Just by witnessing the national buzz created by fallen celebrities like Charlie Sheen, it gives us a peak into the mindset of Americans, and Tiger Woods falls into that category. For some reason we like to see people at the top struggle, admit their faults – proving they are like us all, and then root them on when they climb back off the ground.
After all of Woods issues, he’s become almost more likeable than he ever was before all the marital problems. Not many men can say they that haven’t experienced the type of crisis Tiger has on a broad plain – minus the expensive companions – and there is also a segment of women who have forgiven their men for past transgressions.
What it’s done in the process is give Woods an entirely new fan base of people rooting for him saying, “He’s a real person who has had issues just like me. Go, Tiger!”
I found myself included in that group as I was glued to the TV for four straight days. I didn’t even have a bet on anyone, but found each hole compelling. When Tiger started his prowl to the top on Friday shooting a 66, I found it to be the most gripping television I had ever seen. Between the roar of the crowd on each hole, the humility and graciousness of Tiger tipping his cap to the fans who he hoped more than anything he could endear again, it was an epic weekend.
I think a lot people out there are similar to me in that they don’t watch much golf, but were captivated by what was going on and wanted to be a part of it somehow.
Just like the massive handle in the sports books, the Nielson Ratings for the event should be through the roof as it captured that fringe audience over the weekend.
The Hilton also capitalized on the frenzy of action by offering odds to win and matchups after each round, including live betting in the final round as the match was going on.
“That was pretty fun,” Sherman said of taking bets while the match was going on. “Myself and Ed (Salmons) were watching the live leaderboard and adjusting everyone with each shot they made.”
The eventual winner, Charl Schwartzel, is almost an afterthought and somewhat forgettable considering the rides Woods and all the golfers in their early 20’s gave us.
What will this Masters be more remembered for? Woods making a run amid his tough road traveled, Rory McIroy’s meltdown and shooting a shot in between houses just to get onto the fairway, or a South African named Schwartzel winning.
Most of the forgetting Schwartzel part can be attributed to not many having a bet on him.

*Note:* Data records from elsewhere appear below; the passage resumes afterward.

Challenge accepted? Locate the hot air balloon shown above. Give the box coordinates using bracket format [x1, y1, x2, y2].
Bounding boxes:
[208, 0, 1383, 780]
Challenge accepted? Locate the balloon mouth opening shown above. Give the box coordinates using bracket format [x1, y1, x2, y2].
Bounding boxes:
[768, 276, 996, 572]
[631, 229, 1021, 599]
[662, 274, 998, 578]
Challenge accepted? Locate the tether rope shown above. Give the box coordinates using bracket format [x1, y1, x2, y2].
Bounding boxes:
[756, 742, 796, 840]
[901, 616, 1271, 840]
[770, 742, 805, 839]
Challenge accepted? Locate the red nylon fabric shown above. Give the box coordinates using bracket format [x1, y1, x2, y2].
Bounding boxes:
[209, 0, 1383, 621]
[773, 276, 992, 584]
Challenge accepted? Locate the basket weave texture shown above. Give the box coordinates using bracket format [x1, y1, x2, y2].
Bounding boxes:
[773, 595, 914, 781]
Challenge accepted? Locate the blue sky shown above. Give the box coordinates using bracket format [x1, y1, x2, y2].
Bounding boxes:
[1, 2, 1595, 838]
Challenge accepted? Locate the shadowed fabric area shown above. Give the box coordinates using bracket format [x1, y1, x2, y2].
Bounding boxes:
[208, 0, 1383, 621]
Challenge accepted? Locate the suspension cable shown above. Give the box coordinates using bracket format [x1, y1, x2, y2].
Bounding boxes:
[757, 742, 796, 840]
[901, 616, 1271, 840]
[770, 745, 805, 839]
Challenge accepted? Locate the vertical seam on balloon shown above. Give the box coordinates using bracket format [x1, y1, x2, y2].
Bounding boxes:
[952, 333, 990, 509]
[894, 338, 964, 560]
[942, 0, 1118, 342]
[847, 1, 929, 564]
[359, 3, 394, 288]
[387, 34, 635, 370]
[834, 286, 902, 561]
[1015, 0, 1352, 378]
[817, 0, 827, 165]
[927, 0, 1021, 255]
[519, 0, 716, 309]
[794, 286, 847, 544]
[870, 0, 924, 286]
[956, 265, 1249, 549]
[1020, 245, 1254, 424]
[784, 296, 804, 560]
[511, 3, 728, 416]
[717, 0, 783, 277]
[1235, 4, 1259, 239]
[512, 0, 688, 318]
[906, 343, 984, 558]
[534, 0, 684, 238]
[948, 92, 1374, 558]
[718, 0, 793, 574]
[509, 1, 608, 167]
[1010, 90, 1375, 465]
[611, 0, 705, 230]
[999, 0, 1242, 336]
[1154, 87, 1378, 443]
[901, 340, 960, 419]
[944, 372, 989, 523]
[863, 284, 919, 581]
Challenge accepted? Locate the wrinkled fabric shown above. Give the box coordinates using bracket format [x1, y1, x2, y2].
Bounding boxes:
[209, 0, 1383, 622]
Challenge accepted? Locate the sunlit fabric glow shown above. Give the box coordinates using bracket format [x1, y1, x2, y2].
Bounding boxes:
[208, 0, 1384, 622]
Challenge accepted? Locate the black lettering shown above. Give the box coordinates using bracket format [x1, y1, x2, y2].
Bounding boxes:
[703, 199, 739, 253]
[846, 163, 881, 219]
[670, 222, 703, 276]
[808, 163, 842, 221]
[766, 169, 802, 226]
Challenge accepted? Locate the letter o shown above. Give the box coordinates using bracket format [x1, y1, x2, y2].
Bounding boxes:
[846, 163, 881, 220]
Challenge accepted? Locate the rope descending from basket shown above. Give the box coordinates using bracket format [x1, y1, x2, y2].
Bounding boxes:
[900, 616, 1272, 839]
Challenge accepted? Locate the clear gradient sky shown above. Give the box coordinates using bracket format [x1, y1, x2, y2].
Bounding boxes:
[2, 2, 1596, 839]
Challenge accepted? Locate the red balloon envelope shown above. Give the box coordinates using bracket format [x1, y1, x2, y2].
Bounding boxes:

“For almost a year we had Schwartzel 65-1,” said Sherman, “And then the week of the tournament we bumped him up to 100-1 just because there was hardly any action on him compared to the others who had risk. Even in our final day of booking, we didn’t see many takers at 12-1 with him despite being near the top of the leader board.”
Without Sherman having to say so, it’s fair to say they scooped all the chips off the betting table this week with Schwartzel winning. Sherman did say it was the biggest betting event of the weekend and came close to beating out the NBA handle over the four day stretch with four-day baseball handle topping the charts.
Even though Augusta may be tailor made for Woods, we saw that he is now close to “winning” and has “Tiger blood” running through his veins. It will be hard for the magnitude of what just happened over the weekend to be recreated, but we’ll see how it all goes down with the U.S. Open held in Bethesda, Md., in June.